Aussi me faut-il l’affirmer, quand bien même je crus longtemps le contraire : Pie XII ne fut pas le déshonneur du christianisme mais son honneur, il ne fut pas une ombre ajoutée aux ténèbres mais une lumière qui pénétra les cœurs égarés et persécutés pour maintenir ouverte la voie de l’espérance. Il fut le passeur qui transmit intact, sans faiblesse et sans tâches, un message deux fois millénaire qui reliait le présent de la puissance d’amour au passé du sacrifice christique. Et qui, repris par ses successeurs, dans cette grande convergence oeucuménique des spiritualités du Livre, permit à la puissance d’humanité de l’emporter.
Tels sont les faits.
ATLANTICO :
L’EGLISE EST VICTIME DE PROFONDES MÉCONNAISSANCES QUI IMPLIQUENT TRÈS SOUVENT DES RÉDUCTIONS ET ACCUSATIONS FAUSSÉS. POURQUOI EN VIENT-ON À LUI FAIRE DES REPROCHES QUI SOUVENT NE SONT PAS JUSTIFIÉS ?
YVES ROUCAUTE:
Dés la libération, avec la guerre froide, il convenait de dissimuler une réalité historique et culturelle : si le catholicisme n’avait pas à rougir de son histoire face aux forces obscures, ce n’était pas le cas de la gauche révolutionnaire qui avait les mêmes racines culturelles que la droite païenne. Car nazisme et fascisme, comme d’ailleurs le communisme, sont tous des idéologies athées et antichrétiennes, nées à l’extrême-gauche. Et c’est dans le même terreau que le droite révolutionnaire païenne, fasciste et nazie, avait plongé ses racines : à l’extrême-gauche.
D’où un double mouvement.
D’abord, un discrédit porté envers les forces qui avaient été la clef de voûte de la lutte anti fasciste et qui devenaient la clef de voûte de la lutte anti communiste. Un phénomène qui n’était pas nouveau, car ces forces chrétiennes détestées depuis l’origine par les mouvements révolutionnaires nés au XIXème siècle.

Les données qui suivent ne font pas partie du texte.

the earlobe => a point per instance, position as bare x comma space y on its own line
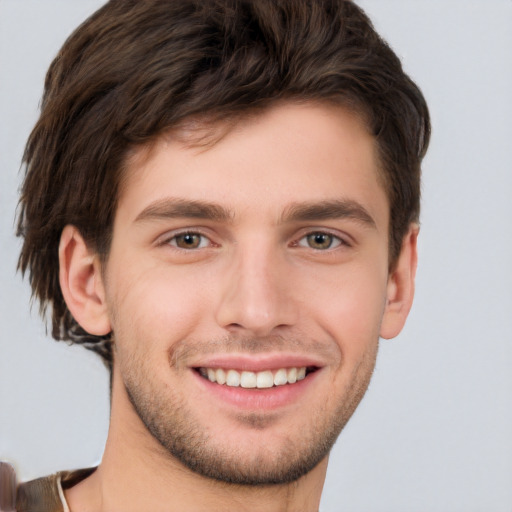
400, 288
82, 284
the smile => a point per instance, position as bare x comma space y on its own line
250, 380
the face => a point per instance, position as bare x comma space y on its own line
246, 287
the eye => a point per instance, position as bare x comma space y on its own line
189, 240
320, 241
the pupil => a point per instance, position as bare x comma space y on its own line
321, 240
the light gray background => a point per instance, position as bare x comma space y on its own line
434, 433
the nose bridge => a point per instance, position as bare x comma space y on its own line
255, 295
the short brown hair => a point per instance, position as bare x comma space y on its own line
135, 69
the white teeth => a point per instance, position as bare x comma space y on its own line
233, 378
281, 377
249, 380
264, 379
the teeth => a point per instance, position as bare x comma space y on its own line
264, 379
281, 377
233, 378
248, 380
251, 380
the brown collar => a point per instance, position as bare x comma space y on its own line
42, 494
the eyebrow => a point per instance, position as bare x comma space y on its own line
324, 210
169, 208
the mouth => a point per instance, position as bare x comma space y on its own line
264, 379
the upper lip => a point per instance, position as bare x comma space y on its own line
259, 362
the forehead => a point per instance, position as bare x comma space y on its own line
287, 154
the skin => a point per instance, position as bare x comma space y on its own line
287, 266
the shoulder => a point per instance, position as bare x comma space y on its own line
42, 494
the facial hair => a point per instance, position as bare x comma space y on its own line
171, 421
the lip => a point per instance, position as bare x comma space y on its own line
256, 400
258, 363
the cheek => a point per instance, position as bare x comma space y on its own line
151, 309
348, 305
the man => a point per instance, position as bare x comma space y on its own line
221, 199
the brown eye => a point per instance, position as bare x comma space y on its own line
189, 241
320, 241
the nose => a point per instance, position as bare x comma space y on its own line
256, 297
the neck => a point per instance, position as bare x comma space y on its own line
137, 473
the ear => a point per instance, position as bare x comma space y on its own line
82, 284
400, 288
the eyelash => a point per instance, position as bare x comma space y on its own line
176, 236
302, 242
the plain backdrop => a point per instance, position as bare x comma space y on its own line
434, 432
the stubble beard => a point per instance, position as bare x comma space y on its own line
171, 422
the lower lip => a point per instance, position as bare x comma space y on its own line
258, 399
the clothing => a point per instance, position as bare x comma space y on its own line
47, 494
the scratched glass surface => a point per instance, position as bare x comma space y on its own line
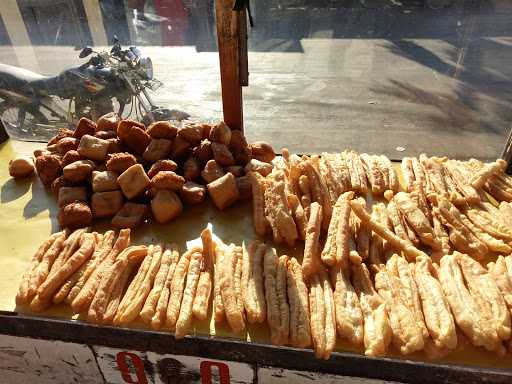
381, 76
46, 38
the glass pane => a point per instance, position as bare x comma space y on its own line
44, 84
382, 76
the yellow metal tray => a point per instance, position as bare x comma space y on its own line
28, 215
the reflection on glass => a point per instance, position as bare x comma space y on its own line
376, 75
145, 59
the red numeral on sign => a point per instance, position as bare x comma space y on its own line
138, 365
206, 372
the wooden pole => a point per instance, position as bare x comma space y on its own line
507, 152
229, 23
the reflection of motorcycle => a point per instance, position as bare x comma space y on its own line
108, 81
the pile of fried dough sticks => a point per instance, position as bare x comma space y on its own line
399, 273
392, 266
111, 282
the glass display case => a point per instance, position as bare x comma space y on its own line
354, 133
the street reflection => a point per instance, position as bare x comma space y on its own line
426, 75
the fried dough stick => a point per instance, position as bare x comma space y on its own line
349, 318
311, 259
420, 199
319, 191
23, 296
300, 333
336, 249
464, 308
377, 331
70, 265
159, 317
387, 166
148, 311
373, 173
204, 287
503, 277
176, 290
100, 253
491, 224
361, 235
305, 199
137, 300
275, 295
435, 175
436, 309
417, 219
234, 314
408, 173
252, 282
400, 244
493, 244
70, 246
118, 289
131, 293
396, 222
317, 316
400, 268
470, 194
258, 203
328, 255
277, 211
184, 322
84, 298
239, 255
407, 334
325, 170
460, 235
299, 216
73, 279
218, 306
487, 295
112, 274
42, 268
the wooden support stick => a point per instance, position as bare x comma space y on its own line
228, 41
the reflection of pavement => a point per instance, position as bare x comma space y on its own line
434, 82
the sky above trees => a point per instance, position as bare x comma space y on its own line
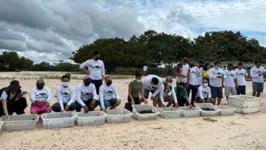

Ensuite, une guerre idéologique intense pour transformer les mouvements fascistes en mouvements d’ »extrême-droite » afin de les relier à la droite dans l’imaginaire collectif et cela alors que l’extrême-droite n’avait rien à voir avec le racisme puisque, en France par exemple, c’était non pas un mouvement populiste mais un mouvement élitiste lié à certains groupements monarchistes.
Ce double mouvement échoua dans les pays nordiques et anglo-saxons mais il réussit dans l’Europe du sud, en particulier en France.
Premier mouvement donc : le discrédit du Pape.
Une urgence. Staline va lancer cette opération idéologique d’envergure en 1945 pour le discréditer. Il ferme même les représentations du Vatican dans les pays soviétisés. Il avait vu le danger d’une spiritualité incompatible avec le totalitarisme. Un adversaire qui, d’ailleurs, finira par abattre le système avec l’aide, une nouvelle fois, de la puissance américaine. Le Pape décidait une opposition inflexible au totalitarisme communiste quand une certaine intelligentzia de gauche se donnait pour chef de file un militant athée, Jean-Paul Sartre qui, en Allemagne en 1933 et 1934, n’eut pas un mot pour dénoncer le nazisme, l’incendie du Reichstag, les autodafés, le parti unique, les campagnes antisémites… pas plus qu’il n’en eut plus tard… préférant faire jouer sa pièce « Les mouches », que les autorités d’occupation interprétèrent comme un acte antisémite.
Dans Divini redemptoris, ce Pape avait déjà dénoncé l’ignominie, née de la mauvaise répartition des richesses et de la montée de l’athéisme, tout comme le feront ses successeurs, au lieu de considérer avec Jean-Paul Sartre que le grand bonheur est d’être stalinien, que « tout anticommuniste est un chien », que Staline, Fidel Castro, les Khmers rouges, la révolution culturelle chinoise, la bande à Baader et quelques autres mériteraient l’admiration.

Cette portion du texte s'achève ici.